Он двигался вперед с поразительной планомерностью. Первой взятой высотой стал комсомол.
В протоколе заседания бюро райкома Сростинского ВЛКСМ от 13 апреля 1953 года первый вопрос — прием в комсомол. Первая фамилия на листе зеленой папиросной бумаги — Шукшин В.М.
«Утвердить постановление первичной комсомольской организации Сростинской территориальной от 3 апреля 1953 года — принять в члены ВЛКСМ Шукшина Василия Макаровича, 1929 г. р., русского, учащегося, образование 9 классов. Рекомендующие: Старикова, член ВЛКСМ с 1951 г., Мазаев, член ВЛКСМ с 1951 г.»
Но если Шукшин был учащимся, то почему не стоял на учете в комсомольской организации какой-нибудь школы? И что это за девять классов образования, если на самом деле неполные семь? Ответов на эти вопросы уже не найти. Можно лишь предположить, что Шукшин тогда уже объявил о своем намерении сдавать экзамены за среднюю школу, поэтому его и записали учащимся.
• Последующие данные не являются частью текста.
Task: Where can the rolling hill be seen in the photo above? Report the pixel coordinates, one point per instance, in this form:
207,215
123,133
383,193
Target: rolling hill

Алексей Варламов, автор шукшинской биографии, задается еще одним вопросом: «Почему его не приняли на флоте, если он отлично служил в секретной части, и без проволочек зачислили в передовой отряд молодежи у него на родине?»
Самое резонное объяснение: на флот Шукшин призывался из Подмосковья, о репрессированном отце там никто не мог знать, сам он промолчал, поэтому призвали его как «чистого», без пятна в биографии. А когда дело дошло до назначения в секретную часть, он снова промолчал: признаться — себе дороже. А то, что в комсомол не рвался, так на собрании уже не промолчишь, придется про себя рассказывать, а лишний раз врать в его ситуации не стоило.
Варламов, удивляясь, почему же в Сростках Шукшина приняли в комсомол без проволочек, забывает одну дату — 5 марта. Сталин умер, и буквально в считанные дни после этого Василий написал заявление в комсомольскую организацию. 3 апреля его приняли на собрании Сростинской территориальной организации. Возможно, после этого дня он всерьез поверил, что все получится, все возможно для него, сына сгинувшего «по линии НКВД» крестьянина.
Тогда же он готовился сдавать экстерном за среднюю школу. У него план, первый пункт которого — окончить экстерном среднюю школу. По словам Марии Сергеевны, ему требовалось сдать экзамены по девятнадцати предметам — в двадцать четыре года, когда и память не та, и все, что знал в школе, забылось. Майя Якутина вспоминала: «Он очень много занимался. Мы однажды с Аней и Николаем переправились на остров на Катуни, а он там сидел в кустах с каким-то учебником. Там ему, видимо, никто не мешал».
О том, как Шукшин сдавал экзамены, рассказала его мать. По ее словам, из девятнадцати предметов восемнадцать он сдал на «пять» и только английский на «четыре». Экзамен по английскому она описала очень подробно. По ее словам, в Сростках учитель этого предмета отсутствовал, и Василию пришлось сдавать экзамен в Бийске. Накануне он напился холодного квасу, и его прохватила серьезнейшая ангина. «Ему бы сходить в школу, ему бы отсрочили. А он все-таки поехал», — рассказывала Мария Сергеевна. Чтобы скрыть повязку на шее, Шукшин надел свитер. Преподаватель поставил ему четверку и только после экзамена узнал, что Василий очень болен. «А мог бы и на пятерку, он хорошо английский знал», — была убеждена Мария Сергеевна [Слово о матери Шукшина: 26].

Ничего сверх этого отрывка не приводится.